Gigabyte’s UEFI remains unchanged from our previous review, with the same over-abundance of features and menus to set just about anything an overclocker desires. Gigabyte says the F4 revision we used includes over-current protection for the CPU voltage regulator, while the later F7 revision recently proved itself in a recent record-breaking overclock.
Gigabyte even burns a little space by breaking some items into unnecessary submenus, while providing others with redundant locations. Ratio settings found in the Advanced Frequency Settings menu are, for example, also found in the submenus of each component they refer to.
Though most motherboards have trouble setting our CPU to multipliers beyond 36x, we were still able to get 4.5 GHz from the X79-UD3 using 36 x 125 MHz. Gigabyte made these settings easier to achieve by allowing higher Intel Turbo Boost ratios to be reduced. It's worth noting, though, that the “Real Time CPU Ratio Control in OS” option that sets all ratios simultaneously triggers the bug in our CPU when it's enabled.

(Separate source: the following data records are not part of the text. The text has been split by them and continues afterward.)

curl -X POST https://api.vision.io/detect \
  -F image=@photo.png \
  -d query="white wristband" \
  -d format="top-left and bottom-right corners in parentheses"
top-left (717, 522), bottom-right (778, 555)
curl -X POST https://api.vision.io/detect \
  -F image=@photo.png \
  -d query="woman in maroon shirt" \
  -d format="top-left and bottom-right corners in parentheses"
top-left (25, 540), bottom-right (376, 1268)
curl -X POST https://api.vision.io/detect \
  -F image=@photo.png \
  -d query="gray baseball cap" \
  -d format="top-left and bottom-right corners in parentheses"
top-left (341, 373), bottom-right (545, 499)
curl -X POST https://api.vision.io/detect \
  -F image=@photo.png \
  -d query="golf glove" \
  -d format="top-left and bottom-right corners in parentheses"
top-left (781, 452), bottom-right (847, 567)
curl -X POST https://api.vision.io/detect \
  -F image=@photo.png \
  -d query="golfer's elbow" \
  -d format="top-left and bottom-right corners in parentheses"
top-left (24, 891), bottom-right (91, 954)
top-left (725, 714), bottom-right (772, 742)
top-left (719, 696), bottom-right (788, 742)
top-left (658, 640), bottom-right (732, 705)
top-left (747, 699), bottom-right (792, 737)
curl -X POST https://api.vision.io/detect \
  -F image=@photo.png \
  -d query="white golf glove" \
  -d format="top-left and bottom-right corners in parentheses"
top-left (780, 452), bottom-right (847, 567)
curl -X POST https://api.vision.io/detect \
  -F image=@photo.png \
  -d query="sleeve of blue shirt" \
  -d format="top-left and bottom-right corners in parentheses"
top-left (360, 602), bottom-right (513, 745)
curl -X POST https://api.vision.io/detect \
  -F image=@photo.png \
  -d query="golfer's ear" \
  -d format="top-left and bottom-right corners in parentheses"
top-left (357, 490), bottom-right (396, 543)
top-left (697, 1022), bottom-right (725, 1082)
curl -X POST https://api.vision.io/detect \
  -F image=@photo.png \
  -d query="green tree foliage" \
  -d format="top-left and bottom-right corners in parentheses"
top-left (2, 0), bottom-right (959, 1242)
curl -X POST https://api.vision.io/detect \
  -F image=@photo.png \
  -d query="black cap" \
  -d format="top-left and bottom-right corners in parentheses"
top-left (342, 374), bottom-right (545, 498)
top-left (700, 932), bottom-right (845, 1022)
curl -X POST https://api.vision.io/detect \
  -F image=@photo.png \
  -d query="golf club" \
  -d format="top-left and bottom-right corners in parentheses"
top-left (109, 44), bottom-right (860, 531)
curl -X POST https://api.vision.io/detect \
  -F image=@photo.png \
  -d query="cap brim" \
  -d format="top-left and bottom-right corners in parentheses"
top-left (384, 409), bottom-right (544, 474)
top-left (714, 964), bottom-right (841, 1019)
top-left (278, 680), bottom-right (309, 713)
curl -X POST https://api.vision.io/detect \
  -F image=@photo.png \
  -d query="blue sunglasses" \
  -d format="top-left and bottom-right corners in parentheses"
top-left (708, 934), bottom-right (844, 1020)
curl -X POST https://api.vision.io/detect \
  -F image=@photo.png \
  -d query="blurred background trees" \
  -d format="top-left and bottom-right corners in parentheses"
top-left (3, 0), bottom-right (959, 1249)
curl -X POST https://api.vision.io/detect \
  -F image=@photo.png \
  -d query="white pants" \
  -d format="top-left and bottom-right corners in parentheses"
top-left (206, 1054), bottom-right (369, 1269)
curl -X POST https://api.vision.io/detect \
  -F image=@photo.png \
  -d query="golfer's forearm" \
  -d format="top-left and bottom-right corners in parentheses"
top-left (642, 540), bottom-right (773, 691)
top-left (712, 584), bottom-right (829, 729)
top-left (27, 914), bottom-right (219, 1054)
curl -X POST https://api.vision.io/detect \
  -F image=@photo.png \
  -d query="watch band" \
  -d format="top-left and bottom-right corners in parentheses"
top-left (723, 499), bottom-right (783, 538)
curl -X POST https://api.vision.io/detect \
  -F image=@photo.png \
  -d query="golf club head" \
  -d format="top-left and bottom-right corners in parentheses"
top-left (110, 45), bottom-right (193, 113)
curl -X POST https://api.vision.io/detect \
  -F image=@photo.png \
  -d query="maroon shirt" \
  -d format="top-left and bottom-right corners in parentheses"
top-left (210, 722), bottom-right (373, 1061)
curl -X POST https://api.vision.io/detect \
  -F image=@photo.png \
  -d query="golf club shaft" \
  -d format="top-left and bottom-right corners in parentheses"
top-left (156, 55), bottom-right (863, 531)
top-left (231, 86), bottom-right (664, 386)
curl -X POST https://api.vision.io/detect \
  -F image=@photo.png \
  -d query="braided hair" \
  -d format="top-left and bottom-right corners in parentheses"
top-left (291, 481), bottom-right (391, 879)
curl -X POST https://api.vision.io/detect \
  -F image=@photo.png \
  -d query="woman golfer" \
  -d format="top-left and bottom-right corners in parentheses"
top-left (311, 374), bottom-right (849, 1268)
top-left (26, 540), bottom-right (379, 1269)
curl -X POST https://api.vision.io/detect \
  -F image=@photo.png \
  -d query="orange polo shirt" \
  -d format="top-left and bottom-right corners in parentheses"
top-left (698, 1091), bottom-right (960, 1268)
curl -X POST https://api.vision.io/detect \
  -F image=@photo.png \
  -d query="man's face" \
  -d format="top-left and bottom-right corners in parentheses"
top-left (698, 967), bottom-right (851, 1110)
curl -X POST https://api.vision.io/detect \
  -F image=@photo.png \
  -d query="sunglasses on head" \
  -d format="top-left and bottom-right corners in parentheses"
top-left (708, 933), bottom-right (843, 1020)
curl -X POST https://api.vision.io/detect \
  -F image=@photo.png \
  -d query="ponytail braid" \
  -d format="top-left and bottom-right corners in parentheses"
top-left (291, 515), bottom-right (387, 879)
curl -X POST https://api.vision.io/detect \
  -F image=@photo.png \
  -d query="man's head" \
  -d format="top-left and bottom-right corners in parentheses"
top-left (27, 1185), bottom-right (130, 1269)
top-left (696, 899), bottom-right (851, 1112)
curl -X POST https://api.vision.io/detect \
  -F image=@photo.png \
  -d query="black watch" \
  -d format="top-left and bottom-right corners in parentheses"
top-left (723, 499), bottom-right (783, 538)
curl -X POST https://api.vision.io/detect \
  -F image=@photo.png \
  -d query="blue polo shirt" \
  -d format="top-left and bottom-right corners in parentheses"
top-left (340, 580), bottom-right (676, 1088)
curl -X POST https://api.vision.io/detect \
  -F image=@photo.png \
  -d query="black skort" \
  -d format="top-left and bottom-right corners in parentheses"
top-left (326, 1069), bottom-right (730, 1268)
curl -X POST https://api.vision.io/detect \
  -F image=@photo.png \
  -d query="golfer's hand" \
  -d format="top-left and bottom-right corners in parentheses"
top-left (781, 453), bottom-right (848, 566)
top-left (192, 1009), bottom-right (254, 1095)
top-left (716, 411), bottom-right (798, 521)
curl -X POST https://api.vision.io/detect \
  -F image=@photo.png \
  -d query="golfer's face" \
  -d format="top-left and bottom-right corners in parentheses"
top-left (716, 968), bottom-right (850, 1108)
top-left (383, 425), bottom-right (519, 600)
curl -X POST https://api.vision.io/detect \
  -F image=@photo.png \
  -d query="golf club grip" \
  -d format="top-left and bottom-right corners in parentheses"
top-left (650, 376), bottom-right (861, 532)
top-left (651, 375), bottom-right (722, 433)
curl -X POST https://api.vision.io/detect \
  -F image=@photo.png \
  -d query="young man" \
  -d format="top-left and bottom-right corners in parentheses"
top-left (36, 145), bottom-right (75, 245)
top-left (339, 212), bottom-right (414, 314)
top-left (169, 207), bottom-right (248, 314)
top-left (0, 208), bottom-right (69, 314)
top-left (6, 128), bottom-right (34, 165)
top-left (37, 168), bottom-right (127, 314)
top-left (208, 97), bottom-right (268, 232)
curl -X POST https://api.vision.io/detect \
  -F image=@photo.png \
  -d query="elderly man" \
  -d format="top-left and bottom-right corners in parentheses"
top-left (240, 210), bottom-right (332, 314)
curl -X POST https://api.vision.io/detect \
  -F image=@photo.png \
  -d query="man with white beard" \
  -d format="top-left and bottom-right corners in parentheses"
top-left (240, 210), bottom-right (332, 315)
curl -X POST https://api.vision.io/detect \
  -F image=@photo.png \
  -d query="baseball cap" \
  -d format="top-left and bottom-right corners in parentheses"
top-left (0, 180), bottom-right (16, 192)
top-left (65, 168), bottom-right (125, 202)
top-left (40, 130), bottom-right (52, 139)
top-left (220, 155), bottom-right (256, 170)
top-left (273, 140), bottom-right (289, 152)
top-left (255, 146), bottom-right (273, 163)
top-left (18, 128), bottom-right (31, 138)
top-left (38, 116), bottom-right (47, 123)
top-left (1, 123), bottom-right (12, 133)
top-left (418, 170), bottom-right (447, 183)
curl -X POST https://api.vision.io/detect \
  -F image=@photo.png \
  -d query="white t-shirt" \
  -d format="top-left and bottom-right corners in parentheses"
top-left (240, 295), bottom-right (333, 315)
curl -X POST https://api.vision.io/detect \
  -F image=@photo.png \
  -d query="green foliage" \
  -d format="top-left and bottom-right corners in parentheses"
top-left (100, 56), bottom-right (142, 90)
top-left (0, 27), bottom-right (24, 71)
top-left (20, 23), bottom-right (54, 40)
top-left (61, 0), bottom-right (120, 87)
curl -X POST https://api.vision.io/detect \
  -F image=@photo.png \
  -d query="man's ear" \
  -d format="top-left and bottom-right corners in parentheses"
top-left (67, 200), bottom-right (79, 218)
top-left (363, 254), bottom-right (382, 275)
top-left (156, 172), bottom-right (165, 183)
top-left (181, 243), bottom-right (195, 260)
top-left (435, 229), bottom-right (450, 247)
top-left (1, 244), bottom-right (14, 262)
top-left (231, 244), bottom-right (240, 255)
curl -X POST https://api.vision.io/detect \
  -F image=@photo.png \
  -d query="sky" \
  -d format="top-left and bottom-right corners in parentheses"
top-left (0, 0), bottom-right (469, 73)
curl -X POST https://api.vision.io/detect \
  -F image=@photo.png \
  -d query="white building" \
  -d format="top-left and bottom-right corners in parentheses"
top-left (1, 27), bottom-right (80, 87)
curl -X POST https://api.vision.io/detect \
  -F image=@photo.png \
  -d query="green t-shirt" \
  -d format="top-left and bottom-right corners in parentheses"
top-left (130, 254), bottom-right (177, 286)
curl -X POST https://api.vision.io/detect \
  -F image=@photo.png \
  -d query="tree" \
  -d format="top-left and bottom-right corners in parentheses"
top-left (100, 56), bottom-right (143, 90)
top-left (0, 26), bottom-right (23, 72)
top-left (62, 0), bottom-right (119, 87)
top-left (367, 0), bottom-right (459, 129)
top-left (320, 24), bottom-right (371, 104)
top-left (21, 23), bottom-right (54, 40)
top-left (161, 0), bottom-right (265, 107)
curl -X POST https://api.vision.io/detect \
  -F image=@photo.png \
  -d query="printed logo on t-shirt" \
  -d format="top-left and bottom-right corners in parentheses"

Gigabyte’s Advanced Voltage Control submenu gets tedious, with several sub-submenus that appear overloaded, and others that should have probably been folded into a combined page. We can understand why, for example, the 3D Power Control submenu is set apart:
Two pages of settings adjust everything from loadline calibration to PWM frequency on both the CPU core and DRAM. The X79-UD3 even extends memory current protection settings to per-channel levels, though we’re not sure why anyone would want to have lower limits on one channel than another.
While CPU voltage, DRAM voltage, and PCH voltage are all necessary settings in an overclocking board, spreading these across three menus simply complicates navigation.
Setting DRAM Timing Selectable to “Quick” in the Advanced Memory Settings submenu allows all channels to be set simultaneously. Meticulous experts can also set each channel individually.